So does Twist Face actually work?
It’s the million-dollar question, and because Taylormade reckon it can make the fairway up to 11 yards wider we set ourselves the goal of finding out by using data. There’s only one launch monitor on the market that can accurately measure and record impact locations for where shots hit the clubface, so Foresight Sports’ GC Quad was our natural choice.
Once all three testers had hit each driver, Simon Daddow separated every shot into the quadrant (on the face) where impact occurred (shots on centre lines were removed). It was a case of good old pen and paper, plenty of coffee and dusting off the calculator, as the plotting and averaging took some serious time. But with every impact safely positioned within a face quadrant we worked out an average (of all the drivers except the Taylormade’s) and a Taylormade average, to see how Twist Face performed. The results are below. Just to recap, Taylormade say Twist Face increases backspin for high toe shots, keeping them in the air for longer. Low heel impacts (which are higher spinning) should have less spin, improving accuracy and carry.

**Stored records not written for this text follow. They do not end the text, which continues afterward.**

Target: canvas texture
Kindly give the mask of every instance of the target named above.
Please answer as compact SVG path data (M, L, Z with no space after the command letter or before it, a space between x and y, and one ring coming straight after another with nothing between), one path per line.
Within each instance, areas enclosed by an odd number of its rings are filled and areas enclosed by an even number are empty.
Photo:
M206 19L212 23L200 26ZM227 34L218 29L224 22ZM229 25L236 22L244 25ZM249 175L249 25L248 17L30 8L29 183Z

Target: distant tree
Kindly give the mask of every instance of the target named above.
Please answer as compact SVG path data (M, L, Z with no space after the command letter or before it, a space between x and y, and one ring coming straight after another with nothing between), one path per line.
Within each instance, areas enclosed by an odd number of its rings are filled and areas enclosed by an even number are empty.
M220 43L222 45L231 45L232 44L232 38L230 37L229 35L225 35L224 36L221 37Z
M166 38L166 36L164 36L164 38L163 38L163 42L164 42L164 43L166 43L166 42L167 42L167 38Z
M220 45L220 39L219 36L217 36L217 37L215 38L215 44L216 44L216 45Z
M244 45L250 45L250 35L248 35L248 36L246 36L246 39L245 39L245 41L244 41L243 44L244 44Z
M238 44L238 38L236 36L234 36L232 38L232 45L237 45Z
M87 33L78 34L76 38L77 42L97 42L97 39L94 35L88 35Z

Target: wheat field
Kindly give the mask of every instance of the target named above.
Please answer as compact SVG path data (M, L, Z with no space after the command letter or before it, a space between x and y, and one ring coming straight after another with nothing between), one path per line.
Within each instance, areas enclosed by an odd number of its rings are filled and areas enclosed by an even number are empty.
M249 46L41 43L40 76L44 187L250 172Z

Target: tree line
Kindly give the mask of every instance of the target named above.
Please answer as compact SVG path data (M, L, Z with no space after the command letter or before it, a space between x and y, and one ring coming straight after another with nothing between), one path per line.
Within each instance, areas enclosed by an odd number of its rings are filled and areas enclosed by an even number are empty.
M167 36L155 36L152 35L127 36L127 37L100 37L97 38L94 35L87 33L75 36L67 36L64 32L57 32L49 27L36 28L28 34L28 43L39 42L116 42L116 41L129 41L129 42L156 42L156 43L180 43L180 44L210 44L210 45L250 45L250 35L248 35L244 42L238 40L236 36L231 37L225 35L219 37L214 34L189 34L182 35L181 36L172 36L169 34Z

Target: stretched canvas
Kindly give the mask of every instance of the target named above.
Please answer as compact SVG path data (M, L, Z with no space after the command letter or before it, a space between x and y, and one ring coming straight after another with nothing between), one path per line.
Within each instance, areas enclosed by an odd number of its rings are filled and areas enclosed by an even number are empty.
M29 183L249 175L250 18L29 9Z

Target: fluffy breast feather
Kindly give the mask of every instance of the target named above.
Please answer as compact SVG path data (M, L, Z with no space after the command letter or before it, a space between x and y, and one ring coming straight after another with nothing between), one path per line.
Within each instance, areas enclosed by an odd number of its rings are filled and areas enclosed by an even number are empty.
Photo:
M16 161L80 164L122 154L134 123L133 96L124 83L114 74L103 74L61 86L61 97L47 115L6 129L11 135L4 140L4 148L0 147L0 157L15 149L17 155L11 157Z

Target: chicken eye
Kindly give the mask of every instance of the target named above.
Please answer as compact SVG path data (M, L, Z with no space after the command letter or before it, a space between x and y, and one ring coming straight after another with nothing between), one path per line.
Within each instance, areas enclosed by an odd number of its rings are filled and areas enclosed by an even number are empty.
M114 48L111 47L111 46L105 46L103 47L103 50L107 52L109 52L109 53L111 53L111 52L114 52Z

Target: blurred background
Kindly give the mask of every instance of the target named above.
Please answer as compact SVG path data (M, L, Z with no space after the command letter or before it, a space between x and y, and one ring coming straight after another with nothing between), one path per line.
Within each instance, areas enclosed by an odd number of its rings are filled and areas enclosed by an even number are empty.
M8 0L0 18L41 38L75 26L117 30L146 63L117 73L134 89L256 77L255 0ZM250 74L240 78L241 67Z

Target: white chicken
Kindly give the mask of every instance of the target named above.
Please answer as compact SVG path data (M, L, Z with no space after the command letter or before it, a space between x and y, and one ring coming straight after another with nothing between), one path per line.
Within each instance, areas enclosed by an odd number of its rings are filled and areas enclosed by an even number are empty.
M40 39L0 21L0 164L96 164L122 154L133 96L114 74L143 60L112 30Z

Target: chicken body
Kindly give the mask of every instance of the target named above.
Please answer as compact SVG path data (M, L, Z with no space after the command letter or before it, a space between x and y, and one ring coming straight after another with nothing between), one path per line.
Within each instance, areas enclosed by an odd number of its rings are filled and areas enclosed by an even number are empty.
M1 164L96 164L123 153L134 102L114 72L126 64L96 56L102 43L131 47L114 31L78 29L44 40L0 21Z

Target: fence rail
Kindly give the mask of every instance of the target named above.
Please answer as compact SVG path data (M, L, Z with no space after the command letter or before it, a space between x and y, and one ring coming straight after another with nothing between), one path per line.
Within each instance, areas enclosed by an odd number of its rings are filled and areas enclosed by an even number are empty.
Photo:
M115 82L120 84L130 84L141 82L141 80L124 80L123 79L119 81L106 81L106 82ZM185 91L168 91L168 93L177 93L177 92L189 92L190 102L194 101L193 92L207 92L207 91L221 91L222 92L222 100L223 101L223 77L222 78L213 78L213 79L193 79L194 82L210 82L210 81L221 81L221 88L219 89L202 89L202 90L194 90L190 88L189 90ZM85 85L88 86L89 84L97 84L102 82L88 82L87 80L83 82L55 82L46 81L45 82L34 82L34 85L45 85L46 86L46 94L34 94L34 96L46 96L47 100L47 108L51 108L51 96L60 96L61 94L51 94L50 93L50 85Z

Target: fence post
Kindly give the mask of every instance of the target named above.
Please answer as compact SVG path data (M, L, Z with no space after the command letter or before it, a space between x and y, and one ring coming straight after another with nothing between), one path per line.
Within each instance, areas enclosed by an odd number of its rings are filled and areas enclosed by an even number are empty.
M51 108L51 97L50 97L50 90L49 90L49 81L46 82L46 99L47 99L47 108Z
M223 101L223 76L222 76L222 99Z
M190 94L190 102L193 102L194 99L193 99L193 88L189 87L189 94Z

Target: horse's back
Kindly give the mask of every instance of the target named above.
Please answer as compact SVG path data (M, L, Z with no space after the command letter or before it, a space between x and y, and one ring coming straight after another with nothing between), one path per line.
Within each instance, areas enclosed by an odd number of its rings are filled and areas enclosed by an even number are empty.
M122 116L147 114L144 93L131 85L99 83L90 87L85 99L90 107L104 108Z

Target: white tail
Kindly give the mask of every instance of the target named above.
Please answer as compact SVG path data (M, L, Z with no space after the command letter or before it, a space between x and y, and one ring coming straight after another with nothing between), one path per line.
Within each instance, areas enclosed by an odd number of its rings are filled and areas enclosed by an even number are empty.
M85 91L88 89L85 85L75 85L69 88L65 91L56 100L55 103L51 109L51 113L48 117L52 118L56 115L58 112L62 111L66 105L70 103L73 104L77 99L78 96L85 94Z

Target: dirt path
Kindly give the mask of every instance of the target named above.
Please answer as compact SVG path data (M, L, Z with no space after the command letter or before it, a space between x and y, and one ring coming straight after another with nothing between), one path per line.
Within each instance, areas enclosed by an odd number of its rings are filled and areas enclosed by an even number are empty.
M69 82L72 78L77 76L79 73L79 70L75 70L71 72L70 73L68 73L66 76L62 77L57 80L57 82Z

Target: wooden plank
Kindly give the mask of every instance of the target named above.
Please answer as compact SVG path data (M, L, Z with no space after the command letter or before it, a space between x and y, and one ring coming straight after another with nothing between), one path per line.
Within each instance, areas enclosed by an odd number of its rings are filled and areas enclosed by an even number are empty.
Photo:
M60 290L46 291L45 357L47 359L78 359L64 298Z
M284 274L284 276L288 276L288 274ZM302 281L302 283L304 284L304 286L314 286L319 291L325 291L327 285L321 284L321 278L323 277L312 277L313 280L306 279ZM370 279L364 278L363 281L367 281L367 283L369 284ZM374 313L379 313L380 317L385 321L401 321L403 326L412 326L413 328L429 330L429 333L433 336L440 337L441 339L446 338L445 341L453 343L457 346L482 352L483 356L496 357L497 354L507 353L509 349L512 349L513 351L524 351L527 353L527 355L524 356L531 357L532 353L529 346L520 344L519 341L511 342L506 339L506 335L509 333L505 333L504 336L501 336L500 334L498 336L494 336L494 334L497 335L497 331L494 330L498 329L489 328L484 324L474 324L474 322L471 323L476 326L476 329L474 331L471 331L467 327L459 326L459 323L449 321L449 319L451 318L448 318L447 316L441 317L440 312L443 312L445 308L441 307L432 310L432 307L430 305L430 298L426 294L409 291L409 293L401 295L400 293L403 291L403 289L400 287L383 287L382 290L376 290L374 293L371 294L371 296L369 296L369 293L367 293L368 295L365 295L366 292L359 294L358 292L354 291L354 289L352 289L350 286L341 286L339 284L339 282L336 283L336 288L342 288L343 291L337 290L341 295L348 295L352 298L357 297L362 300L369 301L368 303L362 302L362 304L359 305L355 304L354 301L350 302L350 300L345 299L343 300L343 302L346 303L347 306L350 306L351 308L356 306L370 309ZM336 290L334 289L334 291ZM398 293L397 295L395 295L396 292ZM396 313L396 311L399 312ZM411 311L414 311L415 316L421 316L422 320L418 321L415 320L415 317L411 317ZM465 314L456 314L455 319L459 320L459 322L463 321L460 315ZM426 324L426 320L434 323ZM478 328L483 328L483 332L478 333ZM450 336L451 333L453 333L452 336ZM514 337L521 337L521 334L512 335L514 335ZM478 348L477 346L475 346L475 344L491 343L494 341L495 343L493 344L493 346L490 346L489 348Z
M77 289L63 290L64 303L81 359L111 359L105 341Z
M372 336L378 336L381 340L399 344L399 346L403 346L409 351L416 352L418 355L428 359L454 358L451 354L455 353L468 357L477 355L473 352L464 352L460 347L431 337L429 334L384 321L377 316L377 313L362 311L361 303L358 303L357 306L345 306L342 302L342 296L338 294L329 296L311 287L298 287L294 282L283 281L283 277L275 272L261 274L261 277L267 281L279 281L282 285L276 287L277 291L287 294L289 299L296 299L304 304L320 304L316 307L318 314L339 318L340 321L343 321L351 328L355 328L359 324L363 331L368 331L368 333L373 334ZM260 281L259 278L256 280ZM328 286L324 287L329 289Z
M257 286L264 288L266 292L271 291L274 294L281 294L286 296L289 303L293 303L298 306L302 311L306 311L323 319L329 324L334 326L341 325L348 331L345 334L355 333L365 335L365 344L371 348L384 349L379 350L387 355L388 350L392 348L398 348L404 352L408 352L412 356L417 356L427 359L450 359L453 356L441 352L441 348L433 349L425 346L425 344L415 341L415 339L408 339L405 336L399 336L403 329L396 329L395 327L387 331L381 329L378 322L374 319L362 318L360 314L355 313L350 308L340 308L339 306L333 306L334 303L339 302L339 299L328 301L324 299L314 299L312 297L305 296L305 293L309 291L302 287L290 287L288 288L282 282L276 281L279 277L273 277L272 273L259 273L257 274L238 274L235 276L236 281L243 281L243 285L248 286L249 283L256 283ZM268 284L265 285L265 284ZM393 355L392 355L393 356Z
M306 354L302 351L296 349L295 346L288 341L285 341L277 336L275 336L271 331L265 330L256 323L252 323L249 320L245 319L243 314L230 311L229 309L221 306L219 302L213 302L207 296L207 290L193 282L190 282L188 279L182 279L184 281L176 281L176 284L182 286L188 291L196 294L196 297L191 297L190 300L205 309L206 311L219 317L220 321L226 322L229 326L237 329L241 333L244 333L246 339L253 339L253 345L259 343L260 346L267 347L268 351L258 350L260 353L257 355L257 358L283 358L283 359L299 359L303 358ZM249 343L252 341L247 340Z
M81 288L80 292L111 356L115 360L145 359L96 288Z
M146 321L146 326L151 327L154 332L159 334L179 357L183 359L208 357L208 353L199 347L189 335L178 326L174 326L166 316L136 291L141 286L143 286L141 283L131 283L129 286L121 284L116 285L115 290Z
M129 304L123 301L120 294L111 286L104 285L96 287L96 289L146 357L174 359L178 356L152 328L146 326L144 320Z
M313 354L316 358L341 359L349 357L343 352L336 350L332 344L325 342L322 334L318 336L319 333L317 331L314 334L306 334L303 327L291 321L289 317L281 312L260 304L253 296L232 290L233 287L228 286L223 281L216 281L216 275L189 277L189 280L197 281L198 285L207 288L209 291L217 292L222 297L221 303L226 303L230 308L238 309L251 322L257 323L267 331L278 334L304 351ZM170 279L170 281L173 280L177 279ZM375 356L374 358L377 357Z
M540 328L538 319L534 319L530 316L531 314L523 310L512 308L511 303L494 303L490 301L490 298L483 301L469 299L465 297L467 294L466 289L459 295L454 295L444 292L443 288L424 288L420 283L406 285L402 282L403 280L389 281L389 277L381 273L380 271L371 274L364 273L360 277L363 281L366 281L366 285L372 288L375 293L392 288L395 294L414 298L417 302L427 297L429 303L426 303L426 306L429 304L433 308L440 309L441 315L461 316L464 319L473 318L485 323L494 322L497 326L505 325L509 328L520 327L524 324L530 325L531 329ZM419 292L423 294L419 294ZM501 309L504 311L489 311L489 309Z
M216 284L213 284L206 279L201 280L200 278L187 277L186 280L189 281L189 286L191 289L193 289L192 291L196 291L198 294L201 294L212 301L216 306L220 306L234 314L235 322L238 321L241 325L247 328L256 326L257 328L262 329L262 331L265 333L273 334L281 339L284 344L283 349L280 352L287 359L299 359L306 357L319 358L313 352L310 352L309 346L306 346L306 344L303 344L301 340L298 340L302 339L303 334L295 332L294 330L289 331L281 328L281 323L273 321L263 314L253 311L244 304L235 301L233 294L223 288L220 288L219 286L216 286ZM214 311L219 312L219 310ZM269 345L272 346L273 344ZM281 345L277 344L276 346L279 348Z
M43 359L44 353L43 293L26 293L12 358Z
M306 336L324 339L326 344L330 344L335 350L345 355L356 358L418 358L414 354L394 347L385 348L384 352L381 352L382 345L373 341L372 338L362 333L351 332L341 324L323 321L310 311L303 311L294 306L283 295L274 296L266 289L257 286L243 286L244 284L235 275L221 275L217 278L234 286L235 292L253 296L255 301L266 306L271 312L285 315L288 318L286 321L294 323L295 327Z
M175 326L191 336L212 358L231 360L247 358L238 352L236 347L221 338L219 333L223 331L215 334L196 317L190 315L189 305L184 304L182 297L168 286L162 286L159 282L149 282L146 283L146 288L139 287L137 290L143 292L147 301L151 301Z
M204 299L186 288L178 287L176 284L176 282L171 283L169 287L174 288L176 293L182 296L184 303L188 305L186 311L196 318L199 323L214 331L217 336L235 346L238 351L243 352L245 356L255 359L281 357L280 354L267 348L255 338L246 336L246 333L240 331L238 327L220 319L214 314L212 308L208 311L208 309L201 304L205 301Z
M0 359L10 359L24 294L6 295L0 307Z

Data can’t lie, and across the board our data supports Taylormade. High toe shots were a little faster, launched a fraction higher, span a little more and carried six yards further. Similarly, low heel shots launched with more ball speed, less backspin and were five yards longer than average. It’s impossible to prove accuracy – just because we hit shots into a tiny dispersion circle doesn’t mean you will. But check out the sidespin numbers from both high toe and low-heel strikes. They’re fractionally lower with the Taylormades, which would mean better accuracy. Does it mean you’ll hit every fairway? Of course not, the gains are small. But if it helps us find one more fairway a round, we’d want that advantage stacked in our favour.